La question du transport et de la manutention occupe également une place de choix dans l’analyse. Le rapport pointe l’organisation de l’acconage (opération de transport, de manutention, de chargement et de déchargement des marchandises) qui repose aujourd’hui sur trois groupes (Ballande, Leroux et Kotra Uregei) et n’est donc pas concurrentielle, d’autant plus qu’un tarif négocié est appliqué en dehors de toute base légale auquel il faut ajouter des contrats d’exclusivité de 15 ans entre manutentionnaires et compagnies maritimes. Le résultat est que les tarifs de ces prestations

sont supérieurs de 10 à 87 % par rapport aux autres ports du Pacifique. L’Autorité estime qu’ils sont surévalués d’environ 20 %, ce qui n’est pas sans conséquence sur les prix.
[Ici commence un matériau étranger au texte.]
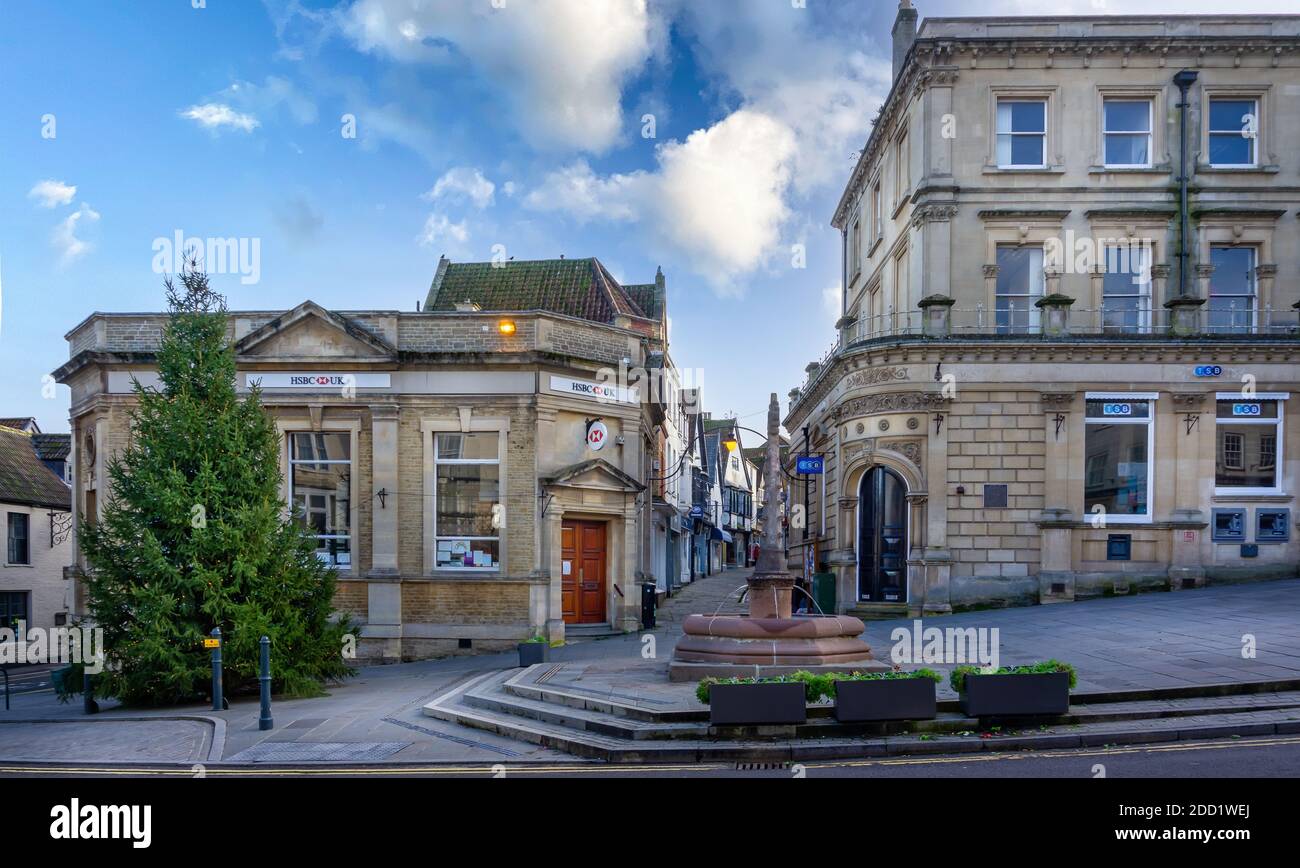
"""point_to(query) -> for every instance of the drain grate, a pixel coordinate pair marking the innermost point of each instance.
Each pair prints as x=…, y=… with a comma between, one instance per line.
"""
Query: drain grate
x=319, y=751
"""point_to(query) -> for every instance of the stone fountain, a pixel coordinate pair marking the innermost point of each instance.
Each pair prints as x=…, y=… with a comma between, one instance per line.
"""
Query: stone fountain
x=770, y=639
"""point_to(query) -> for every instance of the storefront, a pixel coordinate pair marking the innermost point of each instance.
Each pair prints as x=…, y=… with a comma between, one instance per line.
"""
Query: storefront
x=1039, y=480
x=473, y=477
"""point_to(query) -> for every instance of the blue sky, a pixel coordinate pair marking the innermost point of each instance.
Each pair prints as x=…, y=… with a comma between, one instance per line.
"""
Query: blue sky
x=475, y=126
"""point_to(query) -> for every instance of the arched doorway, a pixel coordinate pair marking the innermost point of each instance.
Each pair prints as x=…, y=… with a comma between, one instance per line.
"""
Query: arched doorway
x=882, y=537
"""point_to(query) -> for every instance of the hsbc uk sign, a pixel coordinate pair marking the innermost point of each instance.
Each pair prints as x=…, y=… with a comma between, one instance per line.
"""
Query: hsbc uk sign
x=319, y=380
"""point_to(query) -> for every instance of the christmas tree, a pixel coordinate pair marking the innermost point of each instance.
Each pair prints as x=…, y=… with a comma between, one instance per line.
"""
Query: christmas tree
x=195, y=534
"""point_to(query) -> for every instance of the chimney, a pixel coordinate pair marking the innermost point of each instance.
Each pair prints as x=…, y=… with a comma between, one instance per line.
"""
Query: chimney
x=904, y=34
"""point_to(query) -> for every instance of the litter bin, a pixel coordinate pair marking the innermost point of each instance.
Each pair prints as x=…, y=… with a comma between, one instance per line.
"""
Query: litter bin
x=823, y=591
x=649, y=598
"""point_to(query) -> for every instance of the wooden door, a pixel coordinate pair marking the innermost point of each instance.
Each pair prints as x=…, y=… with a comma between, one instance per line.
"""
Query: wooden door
x=583, y=552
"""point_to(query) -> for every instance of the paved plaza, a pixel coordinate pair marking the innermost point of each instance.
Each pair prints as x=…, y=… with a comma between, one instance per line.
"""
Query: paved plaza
x=1165, y=639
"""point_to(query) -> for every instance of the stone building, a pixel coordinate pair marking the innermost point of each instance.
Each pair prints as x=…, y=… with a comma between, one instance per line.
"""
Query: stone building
x=1057, y=373
x=34, y=512
x=476, y=472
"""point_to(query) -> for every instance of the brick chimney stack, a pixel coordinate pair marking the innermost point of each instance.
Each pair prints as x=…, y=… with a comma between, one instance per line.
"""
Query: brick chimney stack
x=904, y=34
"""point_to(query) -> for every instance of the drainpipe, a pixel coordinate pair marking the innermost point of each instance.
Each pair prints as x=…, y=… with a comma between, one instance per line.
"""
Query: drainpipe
x=1184, y=79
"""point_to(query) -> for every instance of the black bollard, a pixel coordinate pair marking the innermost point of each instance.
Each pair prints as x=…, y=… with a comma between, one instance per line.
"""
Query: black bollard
x=264, y=677
x=216, y=671
x=89, y=703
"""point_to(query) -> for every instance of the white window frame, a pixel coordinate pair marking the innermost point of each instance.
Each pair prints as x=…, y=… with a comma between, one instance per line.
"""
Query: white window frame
x=1144, y=296
x=1038, y=280
x=1253, y=324
x=17, y=563
x=351, y=537
x=1106, y=133
x=1152, y=398
x=999, y=133
x=501, y=489
x=1210, y=131
x=466, y=425
x=1278, y=424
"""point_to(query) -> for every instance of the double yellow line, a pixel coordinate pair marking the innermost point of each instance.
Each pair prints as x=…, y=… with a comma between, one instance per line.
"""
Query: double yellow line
x=620, y=771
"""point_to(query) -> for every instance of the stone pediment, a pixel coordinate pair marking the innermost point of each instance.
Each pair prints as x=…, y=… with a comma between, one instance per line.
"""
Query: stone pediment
x=596, y=473
x=311, y=333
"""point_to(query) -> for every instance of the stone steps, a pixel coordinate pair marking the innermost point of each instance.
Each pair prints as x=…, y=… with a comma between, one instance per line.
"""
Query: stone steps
x=562, y=717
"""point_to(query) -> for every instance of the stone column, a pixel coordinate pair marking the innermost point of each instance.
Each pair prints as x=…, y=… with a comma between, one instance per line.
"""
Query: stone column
x=1056, y=524
x=1266, y=274
x=937, y=556
x=1188, y=521
x=989, y=320
x=1056, y=313
x=1184, y=316
x=936, y=316
x=384, y=478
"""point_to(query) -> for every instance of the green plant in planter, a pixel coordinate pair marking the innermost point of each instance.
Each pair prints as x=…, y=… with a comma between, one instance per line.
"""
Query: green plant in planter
x=815, y=688
x=957, y=678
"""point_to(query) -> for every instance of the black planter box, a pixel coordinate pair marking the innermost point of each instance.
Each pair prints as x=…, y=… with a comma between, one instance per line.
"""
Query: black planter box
x=1041, y=693
x=762, y=704
x=884, y=699
x=531, y=652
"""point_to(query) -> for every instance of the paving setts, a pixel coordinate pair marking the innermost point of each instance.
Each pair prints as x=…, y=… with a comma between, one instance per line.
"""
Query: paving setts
x=1171, y=639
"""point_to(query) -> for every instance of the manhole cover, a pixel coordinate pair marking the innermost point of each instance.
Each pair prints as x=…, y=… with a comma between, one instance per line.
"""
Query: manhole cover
x=317, y=753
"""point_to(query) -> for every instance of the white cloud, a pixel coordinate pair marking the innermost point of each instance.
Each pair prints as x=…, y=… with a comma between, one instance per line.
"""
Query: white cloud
x=213, y=116
x=577, y=191
x=718, y=198
x=51, y=192
x=438, y=228
x=64, y=238
x=559, y=63
x=269, y=96
x=463, y=182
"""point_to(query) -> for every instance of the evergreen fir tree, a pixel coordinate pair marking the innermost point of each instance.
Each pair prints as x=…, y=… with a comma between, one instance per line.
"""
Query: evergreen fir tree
x=195, y=534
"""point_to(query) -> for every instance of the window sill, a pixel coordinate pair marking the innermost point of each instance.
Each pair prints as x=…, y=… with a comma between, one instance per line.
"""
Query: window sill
x=1253, y=495
x=1131, y=170
x=1023, y=170
x=1204, y=169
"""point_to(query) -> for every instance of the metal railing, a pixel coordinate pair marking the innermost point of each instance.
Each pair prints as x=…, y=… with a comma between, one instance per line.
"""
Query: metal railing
x=1136, y=319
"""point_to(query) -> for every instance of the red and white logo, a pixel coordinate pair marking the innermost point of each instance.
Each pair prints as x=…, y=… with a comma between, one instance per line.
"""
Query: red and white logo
x=596, y=435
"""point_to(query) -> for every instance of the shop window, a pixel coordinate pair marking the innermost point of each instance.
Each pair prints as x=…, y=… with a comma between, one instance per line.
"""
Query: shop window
x=320, y=490
x=1117, y=465
x=1119, y=547
x=1248, y=432
x=20, y=538
x=13, y=608
x=1229, y=525
x=1272, y=525
x=467, y=500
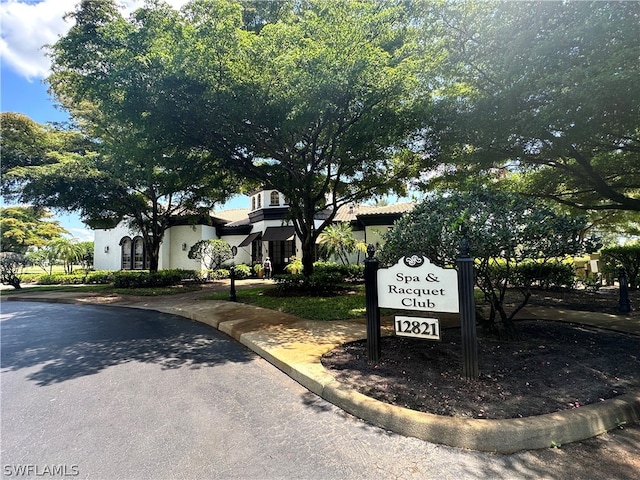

De même pour le transport aérien pour lequel Air France est en situation de monopole, il est recommandé d’ouvrir la concurrence en positionnant Aircalin sur le marché.

L’ACNC a également effectué un ensemble de recommandations concernant la protection du consommateur et plus généralement, la réglementation de la distribution et du commerce. Il est conseillé de faire évoluer le Code de commerce, qui est un copié-collé partiel de la réglementation métropolitaine.

L’Autorité préconise de renforcer les mesures dissuasives contre les mauvaises pratiques ou encore pour faire en sorte que les entreprises déposent leurs comptes auprès du registre du commerce (selon la Direction des affaires économiques, la moitié des entreprises calédoniennes ne rempliraient pas cette obligation légale). Il conviendrait également de donner les moyens à l’Observatoire des prix et des marges qui n’en a actuellement aucun, souligne le rapport. Un élément d’autant plus important que les marges sont vraiment élevées en Nouvelle- Calédonie, un élément qui ne ressort pas du rapport concernant les produits de grande

consommation. L’ACNC relève que la faiblesse des marges est à relativiser dans le sens où la plupart des entreprises font partie de groupes qui optimisent les marges. D’autres rapports, comme le rapport Syndex d’avril 2009 sur la structure des prix et des coûts en Nouvelle-Calédonie, montrent également qu’en moyenne, les entreprises calédoniennes appliquent un taux de marge élevé.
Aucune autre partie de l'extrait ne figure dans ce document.